6. Overall recommendation

7. Appendix which includes a summary of work (may be a separate file)  This part will not be graded, however, if there is a mistake in any of the calculations, this gives me the opportunity to go back and see how the mistake was made and determine appropriate partial credit.

Team work:  If you do not contribute in pre-defined, agreed upon ways, you will not receive credit.  Regardless of any individual’s participation, the entire team is responsible for handing in a full report. Please acknowledge all team members on the final report, and do the participation quiz after submitting the report.

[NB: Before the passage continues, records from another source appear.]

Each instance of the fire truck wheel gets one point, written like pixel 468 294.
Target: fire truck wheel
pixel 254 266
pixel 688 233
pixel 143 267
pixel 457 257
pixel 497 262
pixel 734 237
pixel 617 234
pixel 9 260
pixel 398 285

This video walks through how to compute equilibrium for differential equations. 

Here is another educational video on different equations:

Another sequence worksheet to go with the first one:

Calculus I Exploration, Sequences and Limits, part II

The following exercise is designed to arrive at rules for determining long-term behavior directly from a sequence generator function without building a table.

1. Make a hypothesis about the long-term behavior of sequences generated by the difference equation xn+1=λxn, x0.  Try to come up with some generalizations: sequences that look like _____ will do _____ long-term.  You may have several hypotheses, depending on the values of xn, x0, and λ.

2. Test at least one other example for each hypothesis formed.  Does it agree, disagree?  If it disagrees, go back to step 1.  When it agrees, move to step 3 for each hypothesis.

3. Create a written argument that explains why the general hypothesis is true.  You may use an example to illustrate, but it must be a general explanation for any example that would fall in that case.

4. Create a comprehensive, yet minimal list of “rules” and explanations derived in 1-3.  Cut and paste into the text box provided under the assignment link on Canvas.

Your blog assignment:

Record your observations from this exploration.  Also write down your resulting minimal list of hypotheses with verbal justifications about why they are true.